The solar maya is an area of between 250 and 1000 square meters that, in addition to the family home, contains different elements of self-sufficiency. As a microcosm of Mayan society, the solar is also the fundamental place for establishing complex relationships with nature, the community and Mayan cosmology, and it is deeply related to the territory. While state-sponsored “modernization” and urbanization processes have partially displaced traditional ways of life, construction and subsistence, the solar today is also a form of rebuilding regenerative relationships with the environment and defending Mayan culture, language, ways of life, food sovereignty, identity and territory.

territories

"Territory is not only a physical space[…]. It is where relationships among humans, and with the environment occur;[…]. It is also history, memory and culture, and the roots and spirituality that form the worldview of each people.
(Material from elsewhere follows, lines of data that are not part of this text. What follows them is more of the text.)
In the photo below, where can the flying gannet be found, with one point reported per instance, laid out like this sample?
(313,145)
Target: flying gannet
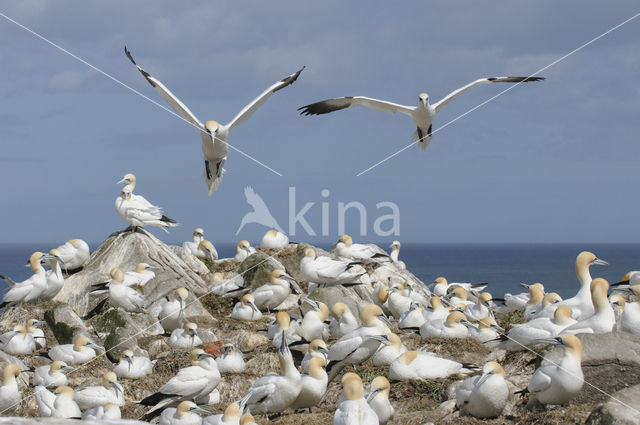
(214,135)
(422,115)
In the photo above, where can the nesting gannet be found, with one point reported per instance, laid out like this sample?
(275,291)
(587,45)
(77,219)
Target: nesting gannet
(581,302)
(481,309)
(51,375)
(354,409)
(423,365)
(80,351)
(389,352)
(186,337)
(231,360)
(31,289)
(74,254)
(192,382)
(313,324)
(529,334)
(422,115)
(275,393)
(59,404)
(273,293)
(243,250)
(551,384)
(378,399)
(109,392)
(630,318)
(55,278)
(138,212)
(356,251)
(246,309)
(214,135)
(343,320)
(325,270)
(316,348)
(604,319)
(192,246)
(206,250)
(484,396)
(132,366)
(452,327)
(185,414)
(9,393)
(313,385)
(109,411)
(360,344)
(172,314)
(274,239)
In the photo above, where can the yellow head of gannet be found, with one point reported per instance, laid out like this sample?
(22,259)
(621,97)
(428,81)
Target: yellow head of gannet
(128,179)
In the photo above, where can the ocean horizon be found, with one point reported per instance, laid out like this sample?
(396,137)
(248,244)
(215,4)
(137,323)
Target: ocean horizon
(502,265)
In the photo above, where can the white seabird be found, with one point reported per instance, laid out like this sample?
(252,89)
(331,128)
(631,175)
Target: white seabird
(422,115)
(132,366)
(551,384)
(486,395)
(214,135)
(274,239)
(354,409)
(378,399)
(109,392)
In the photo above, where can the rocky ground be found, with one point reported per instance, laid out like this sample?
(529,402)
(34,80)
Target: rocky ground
(611,362)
Territory is where individual and collective identities are constructed. Therefore, to defend territory is to defend the forms of life that inhabit it.”

Teresa Pérez González, Defending the body-earth territory: an alternative for social movements in resistance, 2016 (Link)

 

territory

"Territory is not only a physical space[…]. It is where relationships among humans, and with the environment occur;[…]. It is also history, memory and culture, and the roots and spirituality that form the worldview of each people. Territory is where individual and collective identities are constructed. Therefore, to defend territory is to defend the forms of life that inhabit it.”

Teresa Pérez González, Defending the body-earth territory: an alternative for social movements in resistance, 2016 (Link)

ts’uju’uy

A thrush-like bird. 

tunkul

A prehispanic percussion instrument.

Yuumtsil

There is no equivalent in English for this Maya concept. Anthropologists define it as “god,” but this is incorrect. The closest interpretation would be “community father” or “mother of the community.”